O riso tornou-se incontrolável. O filme começou entre os cotovelos fixos e os olhos brilhantes e pesados. Brad pitt tinha nascido velho com alma de novo e tinha morrido novo com alma de velho. A vida de trás para a frente, como eles! A senhora que tinha o saco do lidl aos pés estava indignada. O riso incomodou-a até ao fim da história, mais que o saco que chiava a cada movimento.
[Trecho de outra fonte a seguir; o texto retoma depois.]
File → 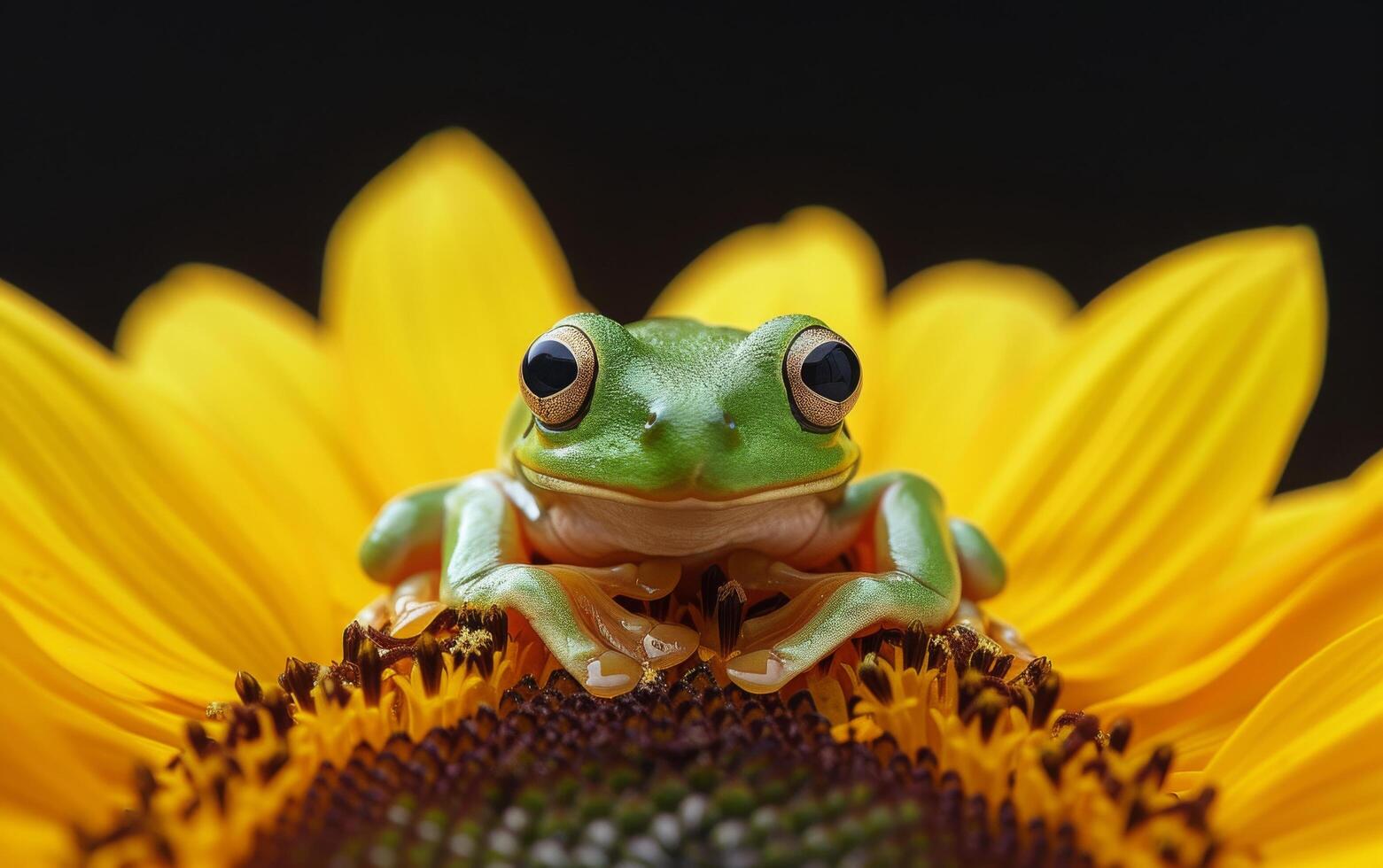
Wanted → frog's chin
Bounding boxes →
[515,461,856,510]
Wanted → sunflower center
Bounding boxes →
[75,594,1217,865]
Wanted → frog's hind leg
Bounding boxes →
[950,518,1035,663]
[949,518,1008,600]
[360,483,455,585]
[726,474,960,693]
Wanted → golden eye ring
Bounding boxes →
[783,326,865,432]
[518,325,596,430]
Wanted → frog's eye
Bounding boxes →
[518,326,596,429]
[783,326,862,431]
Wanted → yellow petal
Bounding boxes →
[1205,618,1383,865]
[322,130,582,499]
[649,207,887,449]
[1090,530,1383,770]
[865,261,1073,484]
[1089,456,1383,729]
[953,229,1324,698]
[116,266,375,608]
[0,600,180,834]
[0,277,350,708]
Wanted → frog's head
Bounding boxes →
[508,314,862,501]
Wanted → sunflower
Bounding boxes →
[0,131,1383,865]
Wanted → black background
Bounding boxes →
[0,3,1383,488]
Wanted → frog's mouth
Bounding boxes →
[515,461,859,510]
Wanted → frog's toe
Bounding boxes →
[643,624,701,669]
[578,651,643,698]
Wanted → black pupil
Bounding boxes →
[802,340,860,404]
[523,338,577,398]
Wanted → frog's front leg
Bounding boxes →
[441,473,697,696]
[726,473,1004,693]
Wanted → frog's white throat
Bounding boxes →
[515,461,855,511]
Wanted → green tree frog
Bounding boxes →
[360,314,1004,695]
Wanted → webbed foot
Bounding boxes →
[454,562,700,696]
[726,554,956,694]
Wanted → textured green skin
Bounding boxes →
[360,314,1004,690]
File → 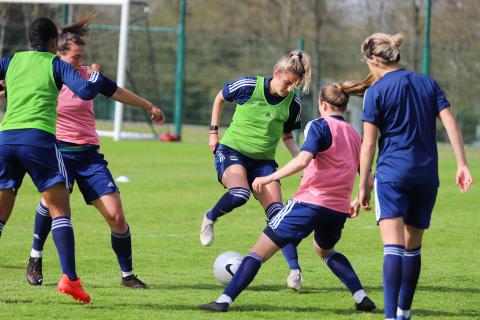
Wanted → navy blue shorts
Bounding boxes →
[0,143,67,194]
[375,180,438,229]
[215,144,278,189]
[263,200,348,250]
[62,148,118,204]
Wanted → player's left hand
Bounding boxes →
[148,105,165,124]
[348,197,360,218]
[252,176,273,193]
[455,166,473,193]
[87,63,102,73]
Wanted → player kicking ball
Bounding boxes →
[200,75,376,312]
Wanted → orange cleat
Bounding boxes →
[57,274,90,303]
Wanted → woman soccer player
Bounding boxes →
[200,75,375,312]
[200,51,311,291]
[0,18,127,303]
[26,15,164,288]
[359,33,472,319]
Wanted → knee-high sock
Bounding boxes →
[32,203,52,254]
[223,253,263,301]
[383,244,405,318]
[323,251,363,294]
[265,202,300,270]
[207,188,250,221]
[52,217,77,280]
[398,247,422,310]
[112,227,133,272]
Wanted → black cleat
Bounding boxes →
[198,301,230,312]
[121,274,148,289]
[355,297,377,312]
[26,257,43,286]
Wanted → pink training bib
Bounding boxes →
[56,67,100,146]
[293,117,362,213]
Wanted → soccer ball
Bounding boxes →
[213,251,243,285]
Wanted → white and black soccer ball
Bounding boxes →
[213,251,243,285]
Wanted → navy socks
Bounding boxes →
[207,188,250,221]
[52,217,77,280]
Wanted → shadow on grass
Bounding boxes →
[81,303,480,319]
O amor, outra vez o amor. A idade, outra vez a idade. Desencontros, outra vez desencontros. Morrer bebé, nos braços da amante. Bonito. Ela apreciou a mota de Brad e o penteado de Blanchett, o tom de voz do senhor dos botões e o velho barco que conduzia à morte. O mar era lindo e o ballet também. Lembrou-se do tempo no hospital e da sensação incapacitante de não conseguir andar. Puxou pela cabeça e ainda imaginou um amor sem barreiras, daqueles que não podem existir, de tanta perfeição que encerram. Estendeu as pernas no banco da frente e semicerrou os olhos. Viu o brad bonito, como sempre. A cada cinco minutos ia ficando mais novo, passava da fase do charme para a de imberbe. Só o conseguiu ver em forma, durante quinze minutos.

Ele ficou quieto, com os olhos cheios de curiosidade. Ria quando se lembrava da frase da senhora na fila da bilheteira. Respirava devagar, ao ritmo das sombras que o tempo desnudava na tela, ao sabor das palavras de Blanchett, postas no espaço de um amor datado.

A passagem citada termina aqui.